IDF soldiers' 50% salary increase is not enough - editorial

The salaries of IDF soldiers will rise by 50% by the new year. While the pay raise is welcome, it is not enough.

 IDF soldiers drill war with Gaza in the Southern Storm drill. (photo credit: IDF SPOKESPERSON'S UNIT)
IDF soldiers drill war with Gaza in the Southern Storm drill.
(photo credit: IDF SPOKESPERSON'S UNIT)

For far too long, IDF soldiers were paid an insulting salary for their service and on Tuesday, the state took a long-needed step to rectify that.

According to the decision – made by Defense Minister Benny Gantz and Finance Minister Avigdor Liberman – the salaries of IDF soldiers will rise by 50% by the new year. It is the first time since 2017 that soldiers’ salaries are going up despite a general rise in the cost of living.

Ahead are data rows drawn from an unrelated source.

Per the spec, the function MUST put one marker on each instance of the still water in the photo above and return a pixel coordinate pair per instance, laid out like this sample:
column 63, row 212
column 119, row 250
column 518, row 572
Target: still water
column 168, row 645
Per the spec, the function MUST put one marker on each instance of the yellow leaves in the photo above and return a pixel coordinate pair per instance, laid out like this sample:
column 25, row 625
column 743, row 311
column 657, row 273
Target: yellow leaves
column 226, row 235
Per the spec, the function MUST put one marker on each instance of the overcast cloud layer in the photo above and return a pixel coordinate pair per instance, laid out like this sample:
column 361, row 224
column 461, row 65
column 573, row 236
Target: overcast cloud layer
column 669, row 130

The budgetary outlay for the state will be NIS 900 million and it will be paid out of both the Defense and Finance ministries’ budgets.

During the third and final year of service, combat soldiers will see their salary rise to NIS 3,048, combat support troops to NIS 1,793, and administrative positions will receive NIS 1,235.

Prime Minister Naftali Bennett praised the decision, saying it was “the least we can do for the soldiers who are protecting us.”

  Prime Minister Naftali Bennett at the cabinet meeting, November 21, 2021. (credit: MARC ISRAEL SELLEM/THE JERUSALEM POST)
Prime Minister Naftali Bennett at the cabinet meeting, November 21, 2021. (credit: MARC ISRAEL SELLEM/THE JERUSALEM POST)

IDF Chief of Staff Lt.-Gen. Aviv Kohavi said that it was a way to show respect for the service of Israel’s soldiers.

“The people’s army is the safeguard for Israel’s security and we must cherish the soldiers who serve in it,” Kohavi said in a statement. “Soldiers are the source of the IDF’s strength. Every soldier is a valuable asset, and it is our duty is to care for them.”

Gantz said that decision “does justice to those who serve, and that it has significant implications for bolstering the IDF and its continued existence as the people’s army.”

While the pay raise is welcome, it is not enough. NIS 3,048 for combat soldiers is still a fraction of the minimum wage, which stands at NIS 5,300 and is expected in the near future  to increase to NIS 6,000.

The reason the decision to increase the salaries is important is because it is finally a recognition that service cannot be taken for granted. The men and women who enlist in the IDF today could easily find numerous ways to avoid the draft, and many do.

Already, only about 50% of every cohort of 18-year-olds enlists in the IDF. Many are ultra-Orthodox men who receive religious exemptions from service and others are Arab-Israelis who are not required to serve unless they want to volunteer. Secular and national-religious Israelis also have ways out of service and many use them.

Sadly, even with this pay increase, the army prefers to bury its head in the sand. Soldiers deserve to be paid like anyone else who works, whether for the state or a private company. A minimum wage is the least  they should receive. Of course, soldiers will also need to be motivated by Zionism and other patriotic ideals, and that requires work by the education system, which is largely failing to do so in various school networks.

It is time to recognize that the 18-year-olds of today are not the same as those of previous generations. They know that they can find ways out of service and they also usually know people who live overseas – in the United States or Europe – where compulsory military service is a rarity. They wonder why they need to give away some of their best years.

For military service to continue to work in this country, the IDF needs to recognize that it is no longer a people’s army that brings together different parts of Israeli society into one big melting pot. With only around one-in-two youth drafting, it is more like “half-a-people’s army.”

Kohavi’s job should be to spend his last year in uniform looking at alternatives for service and considering other options, like drafting only the people the army needs, or finding other tracks – national service as an example – for the haredim and Arabs, who feel that they cannot serve in the IDF.

Our soldiers deserve a respectable salary but our youth deserve to feel that their time and service is also respected. 

Taking 18-year-olds, dressing them in uniforms so they can serve in jobs that are not needed just so we can pretend we have a “people’s army” is wrong. It is time to fix it.